SYDNEY (Reuters) - The yen was poised to end the week higher on Friday, having lunged forward overnight as a fall in global equities lifted demand for the safe-haven currency.
Fears over financial troubles at the family-owned holding companies behind Portugal’s largest listed bank unsettled European markets on Thursday.
That in turn weighed on Wall Street and the knock-on effect could see Asian stocks open lower.
All this should underpin demand for the yen, which scaled a five-month peak against the euro. It also hit a seven-week high on the dollar and reached its highest in over a month on the Australian dollar.

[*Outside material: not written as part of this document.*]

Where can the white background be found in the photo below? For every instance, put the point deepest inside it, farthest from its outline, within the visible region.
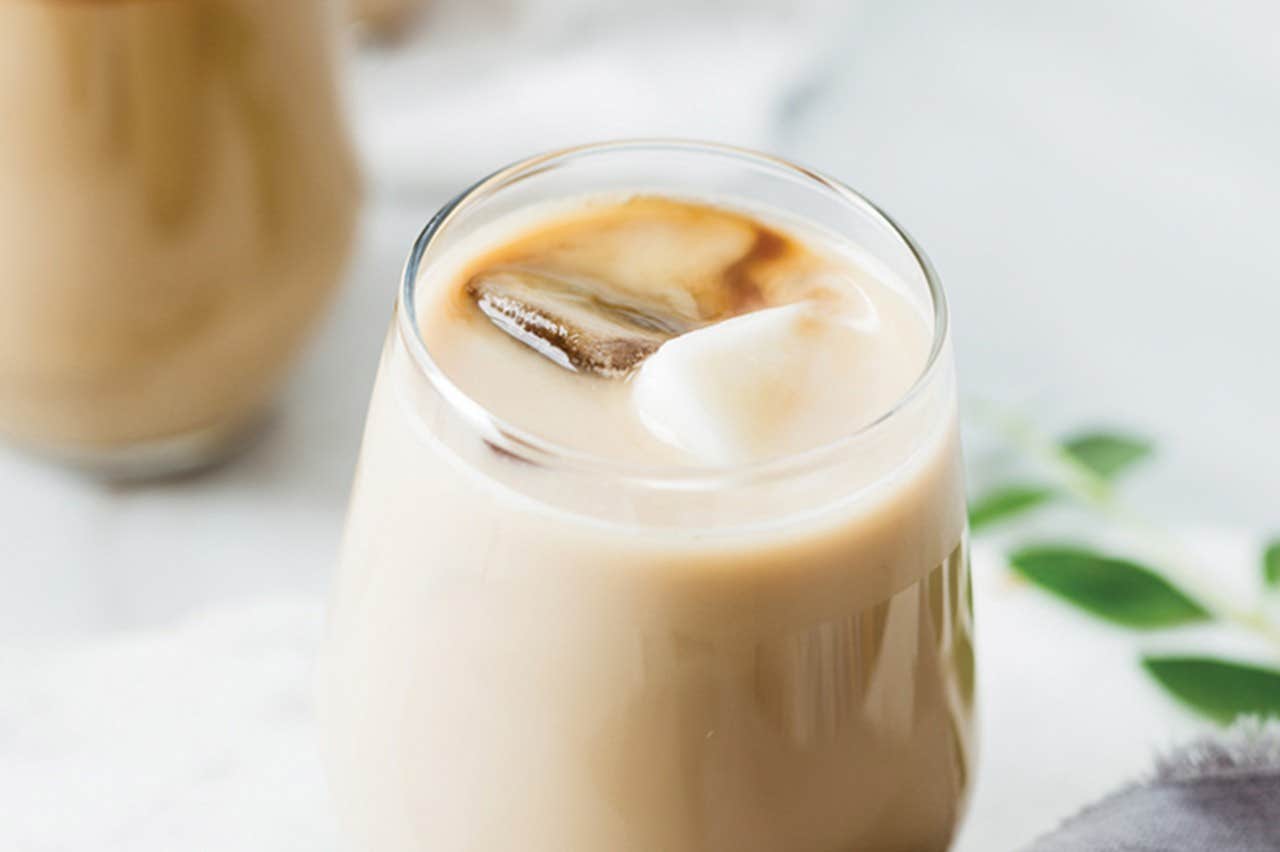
(1096, 182)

The euro last traded at 137.78 yen, having fallen as far as 137.50, while the dollar was at 101.29 after a foray into the 101.00 area. The Aussie fetched 95.04, following a dip to 94.66.
Sentiment for the euro took a broad hit. The common currency slid as far as $1.3589 from a session high of $1.3651. Against the New Zealand dollar, it fell to its lowest in over a year at NZ$1.5394.
Details of Portugal’s banking woes were complicated to say the least and left markets in two minds about whether this was a bank-specific event or something more systemic.
The fact that Wall Street managed to close off the session low and U.S. Treasuries saw only modest bids indicated that investors initially over reacted to the news.
Evan Lucas, strategist at IG in Melbourne, said markets tend to act now and ask questions later in situations like this.
“Considering we currently have record-low volatility in the bond and currency markets, and near record-low volatility in the equity markets, coupled with record highs in equities, the protection of profits will take priority,” he said.
“The question that will come later is: Is this an isolated event or is it the first chink in the chain to fire contagion fears?”
Worries about the Portuguese banks overshadowed other events including the Bank of England’s policy review. The BOE held interest rates at record lows on Thursday but offered no new guidance on its policy outlook.
Sterling eased slightly on the dollar to $1.7132, but stayed near a six-year high of $1.7180 set earlier in the month.
There are no major economic data out of Asia on Friday, leaving the focus squarely on how equity markets in the region will react to the declines in Europe and Wall Street.